Hutchins indicated that he, too, saw issues after The Pie Pizzeria moved in. He explained he went to the city to see if the landowner could meet him halfway on a 7-foot tall fence to cut down on the noise and problems.
However, he ran into issues because he said he found out the property owner was not legally required to help. Hutchins said he then tried to see if they could work on a plan together.
"He refused to even do that. He refused to talk to me, he refused to have any communication with me," Hutchins said, referring to property owner Brad Naisbitt of Naisbitt Investment Company, LLC.

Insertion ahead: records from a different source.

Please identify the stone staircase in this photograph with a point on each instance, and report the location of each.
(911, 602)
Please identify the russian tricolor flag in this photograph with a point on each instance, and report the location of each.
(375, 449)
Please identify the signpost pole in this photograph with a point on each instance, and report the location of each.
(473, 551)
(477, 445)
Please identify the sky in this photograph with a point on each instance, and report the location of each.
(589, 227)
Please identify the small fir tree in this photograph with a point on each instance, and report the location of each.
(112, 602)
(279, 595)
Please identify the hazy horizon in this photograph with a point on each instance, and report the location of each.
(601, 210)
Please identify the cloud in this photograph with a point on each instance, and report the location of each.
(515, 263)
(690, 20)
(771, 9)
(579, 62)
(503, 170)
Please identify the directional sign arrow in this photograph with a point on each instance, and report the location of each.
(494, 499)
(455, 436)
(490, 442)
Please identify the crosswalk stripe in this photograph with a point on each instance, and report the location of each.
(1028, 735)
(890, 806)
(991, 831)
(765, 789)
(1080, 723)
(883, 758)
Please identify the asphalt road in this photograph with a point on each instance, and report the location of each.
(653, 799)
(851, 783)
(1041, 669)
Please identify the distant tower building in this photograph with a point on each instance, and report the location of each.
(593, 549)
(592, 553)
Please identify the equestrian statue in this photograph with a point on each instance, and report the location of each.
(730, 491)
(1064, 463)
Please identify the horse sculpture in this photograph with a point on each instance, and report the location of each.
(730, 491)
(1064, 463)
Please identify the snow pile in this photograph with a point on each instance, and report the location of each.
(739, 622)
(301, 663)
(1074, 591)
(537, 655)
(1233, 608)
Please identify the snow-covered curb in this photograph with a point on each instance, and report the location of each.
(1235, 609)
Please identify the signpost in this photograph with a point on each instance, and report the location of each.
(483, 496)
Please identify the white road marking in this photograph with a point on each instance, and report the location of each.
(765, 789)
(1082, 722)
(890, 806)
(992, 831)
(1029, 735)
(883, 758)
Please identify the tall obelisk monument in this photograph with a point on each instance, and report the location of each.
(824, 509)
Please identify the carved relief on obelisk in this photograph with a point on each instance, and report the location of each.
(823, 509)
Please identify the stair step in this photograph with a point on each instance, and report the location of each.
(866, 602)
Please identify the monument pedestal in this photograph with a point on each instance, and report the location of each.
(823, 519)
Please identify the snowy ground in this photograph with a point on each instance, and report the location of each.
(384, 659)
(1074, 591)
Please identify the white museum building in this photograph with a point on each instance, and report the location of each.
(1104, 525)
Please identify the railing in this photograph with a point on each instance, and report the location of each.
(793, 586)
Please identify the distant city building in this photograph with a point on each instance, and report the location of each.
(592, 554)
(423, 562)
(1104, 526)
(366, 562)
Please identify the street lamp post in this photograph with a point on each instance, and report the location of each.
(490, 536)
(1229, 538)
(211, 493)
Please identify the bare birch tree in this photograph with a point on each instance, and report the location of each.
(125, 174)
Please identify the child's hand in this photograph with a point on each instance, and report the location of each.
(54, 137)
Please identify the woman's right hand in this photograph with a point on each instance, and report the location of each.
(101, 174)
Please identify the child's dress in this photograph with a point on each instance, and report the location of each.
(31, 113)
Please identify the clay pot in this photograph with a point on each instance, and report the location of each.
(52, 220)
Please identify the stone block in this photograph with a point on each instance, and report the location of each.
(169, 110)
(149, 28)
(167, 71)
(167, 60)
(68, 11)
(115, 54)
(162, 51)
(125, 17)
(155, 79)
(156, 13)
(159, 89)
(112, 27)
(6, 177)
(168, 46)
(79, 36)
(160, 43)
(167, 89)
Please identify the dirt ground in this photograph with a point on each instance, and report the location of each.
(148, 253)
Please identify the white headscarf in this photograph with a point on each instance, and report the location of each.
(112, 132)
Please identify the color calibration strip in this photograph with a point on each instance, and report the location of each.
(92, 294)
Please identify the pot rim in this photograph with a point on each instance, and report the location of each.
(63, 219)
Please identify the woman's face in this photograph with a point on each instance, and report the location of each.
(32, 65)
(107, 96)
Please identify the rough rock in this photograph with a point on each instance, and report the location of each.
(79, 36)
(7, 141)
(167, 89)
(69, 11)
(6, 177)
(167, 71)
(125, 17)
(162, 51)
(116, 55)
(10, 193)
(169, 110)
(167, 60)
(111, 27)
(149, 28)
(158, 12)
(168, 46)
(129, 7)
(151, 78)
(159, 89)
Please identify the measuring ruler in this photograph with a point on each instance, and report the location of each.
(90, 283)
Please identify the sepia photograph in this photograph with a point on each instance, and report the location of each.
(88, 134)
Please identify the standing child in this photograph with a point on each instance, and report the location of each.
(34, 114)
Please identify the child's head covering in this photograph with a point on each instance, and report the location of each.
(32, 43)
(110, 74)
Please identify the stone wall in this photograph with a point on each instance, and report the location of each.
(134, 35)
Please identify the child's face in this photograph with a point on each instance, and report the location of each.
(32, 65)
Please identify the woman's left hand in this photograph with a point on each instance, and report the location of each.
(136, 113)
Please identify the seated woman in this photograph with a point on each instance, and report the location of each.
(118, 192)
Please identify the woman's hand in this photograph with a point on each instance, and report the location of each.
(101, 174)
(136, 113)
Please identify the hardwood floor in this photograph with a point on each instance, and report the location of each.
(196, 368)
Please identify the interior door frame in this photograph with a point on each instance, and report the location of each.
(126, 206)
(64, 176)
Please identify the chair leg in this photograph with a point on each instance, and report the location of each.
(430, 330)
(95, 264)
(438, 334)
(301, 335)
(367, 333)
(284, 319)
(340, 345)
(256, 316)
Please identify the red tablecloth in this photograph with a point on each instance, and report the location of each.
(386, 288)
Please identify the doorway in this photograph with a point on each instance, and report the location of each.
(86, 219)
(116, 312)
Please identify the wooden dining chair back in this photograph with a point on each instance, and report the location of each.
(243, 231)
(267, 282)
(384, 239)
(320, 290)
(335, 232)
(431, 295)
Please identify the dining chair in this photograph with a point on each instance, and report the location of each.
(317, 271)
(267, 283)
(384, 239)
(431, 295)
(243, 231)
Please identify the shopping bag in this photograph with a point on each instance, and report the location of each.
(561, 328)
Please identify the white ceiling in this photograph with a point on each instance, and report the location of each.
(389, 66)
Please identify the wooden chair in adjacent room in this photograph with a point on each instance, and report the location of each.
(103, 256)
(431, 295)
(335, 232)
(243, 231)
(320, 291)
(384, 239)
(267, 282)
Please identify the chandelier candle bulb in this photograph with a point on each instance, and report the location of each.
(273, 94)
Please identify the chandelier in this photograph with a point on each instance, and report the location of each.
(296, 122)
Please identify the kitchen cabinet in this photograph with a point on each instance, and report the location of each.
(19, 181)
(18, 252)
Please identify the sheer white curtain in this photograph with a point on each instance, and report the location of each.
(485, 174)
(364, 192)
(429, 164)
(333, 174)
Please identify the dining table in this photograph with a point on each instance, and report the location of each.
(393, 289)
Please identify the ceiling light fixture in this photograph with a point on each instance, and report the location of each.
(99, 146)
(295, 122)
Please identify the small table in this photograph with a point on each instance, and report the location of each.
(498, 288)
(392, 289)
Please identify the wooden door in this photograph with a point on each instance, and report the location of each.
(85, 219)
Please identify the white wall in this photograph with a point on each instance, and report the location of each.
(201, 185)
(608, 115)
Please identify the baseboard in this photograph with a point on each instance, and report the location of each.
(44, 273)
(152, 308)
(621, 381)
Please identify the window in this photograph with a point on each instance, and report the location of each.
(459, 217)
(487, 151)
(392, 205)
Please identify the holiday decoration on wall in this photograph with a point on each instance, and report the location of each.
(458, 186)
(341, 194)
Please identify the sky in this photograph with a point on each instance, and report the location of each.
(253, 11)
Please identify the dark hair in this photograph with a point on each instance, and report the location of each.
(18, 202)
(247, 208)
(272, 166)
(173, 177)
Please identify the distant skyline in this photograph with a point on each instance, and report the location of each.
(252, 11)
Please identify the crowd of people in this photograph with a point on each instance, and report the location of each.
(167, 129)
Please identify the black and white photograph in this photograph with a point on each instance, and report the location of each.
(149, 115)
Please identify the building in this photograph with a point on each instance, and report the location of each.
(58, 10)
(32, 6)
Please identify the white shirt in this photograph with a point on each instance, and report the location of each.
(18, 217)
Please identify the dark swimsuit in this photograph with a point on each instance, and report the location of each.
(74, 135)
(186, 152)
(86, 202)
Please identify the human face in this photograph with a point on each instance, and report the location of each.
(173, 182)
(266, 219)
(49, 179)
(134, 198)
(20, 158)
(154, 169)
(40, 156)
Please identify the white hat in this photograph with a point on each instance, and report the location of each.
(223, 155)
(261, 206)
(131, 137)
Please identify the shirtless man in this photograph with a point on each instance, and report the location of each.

Bray described a similar response, but instead of building a wall, he said their family filed a lawsuit against the company.
According to Bray, they're asking for Naisbitt Investment Company, LLC to install a sound barrier and vinyl fence along the Bray property.
Fox 13 reached out to Brad Naisbitt, who explained that the company met with the city and that they are following all city codes without violations.
He could not comment beyond that. The Pie Pizzeria declined to make a comment on the situation.
Ogden City provided a letter to Fox 13 written on November 20, explaining the progression of the situation. In the letter, it talks about how several different changes occurred, "that were not anticipated when past land approvals were made."
Assistant City Attorney Mark Stratford explains in the letter that each of those changes-- the removal of the trees, the moving in of a late-night business, the addition of the outdoor patio-- didn't violate any city ordinances.
Because of that, Stratford states, "the City's role is limited."
For now, Bray hopes the sign will help with the noise for The Pie Pizzeria customers who see it.
"I hope that the customers can at least help us out by keeping it down, avoid the fights in the parking lot," he said. "Just keep the volume down, if nobody else will help."